In
1925, the YIVO Institute for Jewish Research was founded in Vilna (Wilno,
Poland; now Vilnius, Lithuania), by key European intellectuals, including
Albert Einstein and Sigmund Freud, to record and study the history, language,
literature, and culture of the Jews of Eastern Europe. In 1940, YIVO moved its permanent
headquarters to New York City, becoming the only European pre-Holocaust institution to
transfer its mission to the United States.
During
World War II, several of YIVO's leading scholars managed to escape from
Nazi-occupied Europe and continued their work in the United States. After the
war, through the efforts of survivors, the United States Army and others, a
significant part of YIVO's collections were reclaimed and brought to its New
York headquarters.
The
YIVO Archives holds over 23 million documents, photographs, recordings,
posters, films, videotapes, and items of ephemera. These include the world's
largest collection of East European Jewish sound recordings; over 200,000
photographs; 400+ videos and films; and 50,000 posters documenting Jewish life
from the 1900s to the present. YIVO also has thousands of handwritten
eyewitness accounts by Holocaust survivors and displaced persons; community
records and documents from the Warsaw, Lodz and Vilna ghettos; over 750
memorial books from Jewish communities in Poland and neighboring countries;
records of early immigrant relief and rescue organizations; autobiographies of
hundreds of American Jewish immigrants; the Bund Archives and Library that
traces the Jewish Labor Movement from its inception in Vilna in 1897; and the
world's most extensive Yiddish music and theater collection.

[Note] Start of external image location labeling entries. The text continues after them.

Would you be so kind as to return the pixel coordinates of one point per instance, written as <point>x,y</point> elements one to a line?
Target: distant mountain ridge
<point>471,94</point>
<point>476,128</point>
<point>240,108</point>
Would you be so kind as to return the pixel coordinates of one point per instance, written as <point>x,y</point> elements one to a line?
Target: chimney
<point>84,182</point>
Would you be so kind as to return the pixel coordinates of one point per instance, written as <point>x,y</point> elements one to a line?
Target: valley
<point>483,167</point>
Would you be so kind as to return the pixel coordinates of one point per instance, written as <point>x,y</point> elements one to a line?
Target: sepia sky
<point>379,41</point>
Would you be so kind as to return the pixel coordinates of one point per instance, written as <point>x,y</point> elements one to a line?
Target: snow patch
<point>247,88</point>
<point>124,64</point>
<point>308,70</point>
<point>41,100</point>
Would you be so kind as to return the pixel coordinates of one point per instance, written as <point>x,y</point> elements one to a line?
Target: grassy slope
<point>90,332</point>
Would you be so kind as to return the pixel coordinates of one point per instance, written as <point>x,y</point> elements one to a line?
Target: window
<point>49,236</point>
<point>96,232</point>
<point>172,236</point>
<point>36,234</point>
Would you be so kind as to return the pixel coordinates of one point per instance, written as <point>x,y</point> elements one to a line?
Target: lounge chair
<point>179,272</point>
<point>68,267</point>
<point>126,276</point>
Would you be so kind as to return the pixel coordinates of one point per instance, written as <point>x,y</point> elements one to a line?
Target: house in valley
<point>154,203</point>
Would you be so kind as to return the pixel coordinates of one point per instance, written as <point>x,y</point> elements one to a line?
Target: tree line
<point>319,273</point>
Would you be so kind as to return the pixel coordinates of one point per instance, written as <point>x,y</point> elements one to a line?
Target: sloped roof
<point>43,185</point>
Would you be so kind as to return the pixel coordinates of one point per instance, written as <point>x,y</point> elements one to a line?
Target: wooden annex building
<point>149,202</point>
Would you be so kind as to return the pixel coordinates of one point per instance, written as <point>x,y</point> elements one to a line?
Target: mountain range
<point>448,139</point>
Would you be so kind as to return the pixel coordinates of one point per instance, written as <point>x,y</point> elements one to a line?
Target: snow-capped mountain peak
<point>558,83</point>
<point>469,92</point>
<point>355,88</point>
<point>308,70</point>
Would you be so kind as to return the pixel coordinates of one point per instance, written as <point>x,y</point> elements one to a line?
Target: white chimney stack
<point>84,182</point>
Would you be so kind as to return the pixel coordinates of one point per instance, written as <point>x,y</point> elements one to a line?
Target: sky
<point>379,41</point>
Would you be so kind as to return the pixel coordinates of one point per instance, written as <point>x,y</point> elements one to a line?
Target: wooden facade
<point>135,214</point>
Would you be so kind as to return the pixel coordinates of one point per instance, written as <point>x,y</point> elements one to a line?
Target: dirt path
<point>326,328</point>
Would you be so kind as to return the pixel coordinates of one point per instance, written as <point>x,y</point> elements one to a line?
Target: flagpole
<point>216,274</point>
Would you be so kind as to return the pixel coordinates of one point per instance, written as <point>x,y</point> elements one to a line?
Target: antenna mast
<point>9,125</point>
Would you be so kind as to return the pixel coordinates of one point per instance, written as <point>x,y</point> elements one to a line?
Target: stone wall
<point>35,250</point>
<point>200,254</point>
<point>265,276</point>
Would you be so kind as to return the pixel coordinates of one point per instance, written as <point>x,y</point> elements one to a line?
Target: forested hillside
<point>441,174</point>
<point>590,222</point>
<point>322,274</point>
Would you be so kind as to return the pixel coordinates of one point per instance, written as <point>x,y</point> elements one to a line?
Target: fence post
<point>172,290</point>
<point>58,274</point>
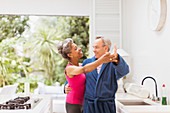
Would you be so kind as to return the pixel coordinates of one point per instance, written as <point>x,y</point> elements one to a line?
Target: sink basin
<point>133,102</point>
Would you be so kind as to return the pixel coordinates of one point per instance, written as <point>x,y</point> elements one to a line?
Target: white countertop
<point>44,106</point>
<point>153,108</point>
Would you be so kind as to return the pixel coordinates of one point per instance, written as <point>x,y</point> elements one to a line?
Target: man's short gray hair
<point>106,41</point>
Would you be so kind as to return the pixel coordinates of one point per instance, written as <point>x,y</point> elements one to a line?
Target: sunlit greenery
<point>38,48</point>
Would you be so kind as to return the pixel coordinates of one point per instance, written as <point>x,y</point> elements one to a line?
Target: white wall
<point>149,50</point>
<point>45,7</point>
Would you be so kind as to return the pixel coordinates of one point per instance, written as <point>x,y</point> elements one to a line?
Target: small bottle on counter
<point>164,101</point>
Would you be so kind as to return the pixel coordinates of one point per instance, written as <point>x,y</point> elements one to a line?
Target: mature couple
<point>92,85</point>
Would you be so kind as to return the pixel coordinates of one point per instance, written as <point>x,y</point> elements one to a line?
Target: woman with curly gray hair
<point>75,73</point>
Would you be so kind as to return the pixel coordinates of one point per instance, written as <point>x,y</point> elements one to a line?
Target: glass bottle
<point>164,101</point>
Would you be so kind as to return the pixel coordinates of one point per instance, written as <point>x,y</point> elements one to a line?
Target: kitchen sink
<point>133,102</point>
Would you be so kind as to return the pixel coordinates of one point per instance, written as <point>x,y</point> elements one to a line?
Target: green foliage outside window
<point>44,42</point>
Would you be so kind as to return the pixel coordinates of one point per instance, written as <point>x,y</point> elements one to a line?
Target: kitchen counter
<point>152,108</point>
<point>43,106</point>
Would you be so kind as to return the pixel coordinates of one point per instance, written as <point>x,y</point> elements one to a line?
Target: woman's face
<point>76,51</point>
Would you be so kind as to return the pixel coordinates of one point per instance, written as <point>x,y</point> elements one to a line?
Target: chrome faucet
<point>157,98</point>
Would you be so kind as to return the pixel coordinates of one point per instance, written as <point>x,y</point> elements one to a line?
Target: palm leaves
<point>43,49</point>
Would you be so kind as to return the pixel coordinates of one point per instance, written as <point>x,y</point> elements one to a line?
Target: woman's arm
<point>76,70</point>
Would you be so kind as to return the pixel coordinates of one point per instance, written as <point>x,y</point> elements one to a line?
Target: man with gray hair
<point>101,83</point>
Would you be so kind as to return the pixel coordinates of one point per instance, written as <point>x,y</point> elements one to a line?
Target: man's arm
<point>122,68</point>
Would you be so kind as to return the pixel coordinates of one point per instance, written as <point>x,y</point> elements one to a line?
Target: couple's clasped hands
<point>111,57</point>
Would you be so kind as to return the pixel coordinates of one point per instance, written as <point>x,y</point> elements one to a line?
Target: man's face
<point>98,48</point>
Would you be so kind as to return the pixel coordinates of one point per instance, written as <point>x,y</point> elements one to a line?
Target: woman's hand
<point>114,57</point>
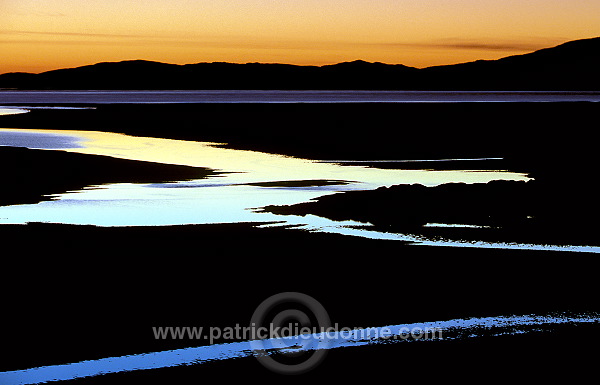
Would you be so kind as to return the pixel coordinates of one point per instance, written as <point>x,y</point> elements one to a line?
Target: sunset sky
<point>40,35</point>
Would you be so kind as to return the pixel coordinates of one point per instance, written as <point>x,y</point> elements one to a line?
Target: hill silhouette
<point>569,66</point>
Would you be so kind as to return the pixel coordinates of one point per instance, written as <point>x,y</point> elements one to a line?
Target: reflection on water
<point>252,180</point>
<point>12,111</point>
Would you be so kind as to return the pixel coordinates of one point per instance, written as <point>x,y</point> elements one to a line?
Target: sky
<point>41,35</point>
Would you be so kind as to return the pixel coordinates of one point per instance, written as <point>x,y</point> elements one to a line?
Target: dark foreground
<point>73,293</point>
<point>79,292</point>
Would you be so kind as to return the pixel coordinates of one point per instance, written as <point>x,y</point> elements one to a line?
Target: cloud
<point>78,34</point>
<point>477,45</point>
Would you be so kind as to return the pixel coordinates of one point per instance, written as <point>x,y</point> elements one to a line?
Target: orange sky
<point>40,35</point>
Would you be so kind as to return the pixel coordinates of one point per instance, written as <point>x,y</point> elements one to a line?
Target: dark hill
<point>569,66</point>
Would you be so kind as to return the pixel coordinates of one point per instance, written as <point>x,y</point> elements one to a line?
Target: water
<point>233,197</point>
<point>257,96</point>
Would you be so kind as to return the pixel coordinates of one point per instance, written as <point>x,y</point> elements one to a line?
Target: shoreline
<point>35,175</point>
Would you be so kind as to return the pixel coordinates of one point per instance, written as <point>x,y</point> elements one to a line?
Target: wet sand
<point>32,175</point>
<point>82,292</point>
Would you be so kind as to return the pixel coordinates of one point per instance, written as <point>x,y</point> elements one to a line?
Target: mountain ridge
<point>568,66</point>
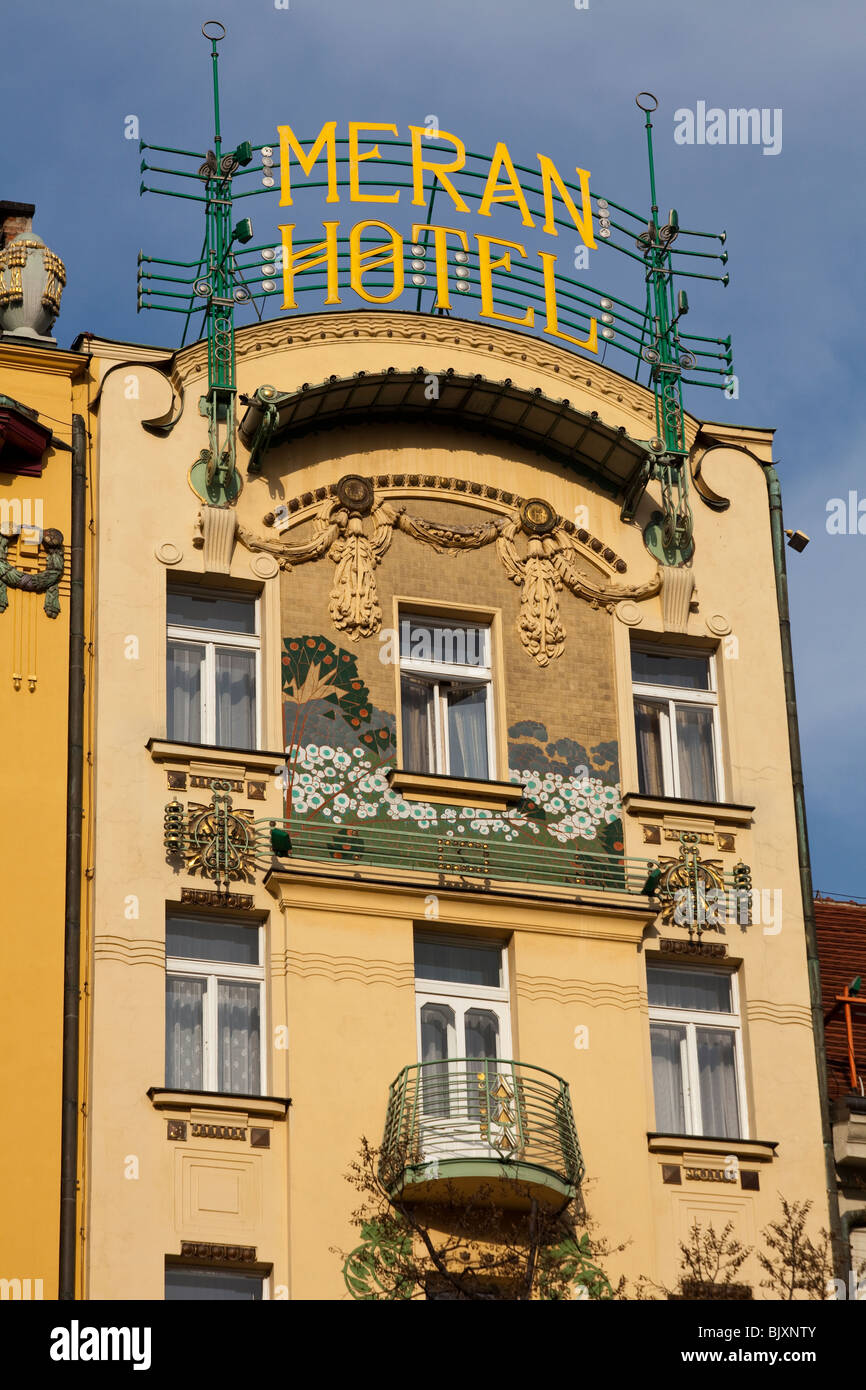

In 1995, YIVO became a founding partner of the Center for
Jewish History. The Center, an
affiliate of the Smithsonian, is the largest repository of Jewish history,
culture and experience outside of the State of Israel. Along with YIVO and the four other partner
organizations – American Jewish Historical Society, American Sephardi
Federation, Leo Baeck Institute and Yeshiva University Museum – its mission is
to preserve, research, and educate by fostering the creation and dissemination
of knowledge and by making the historical and cultural record of the Jewish
people readily accessible to scholars, students and the general public.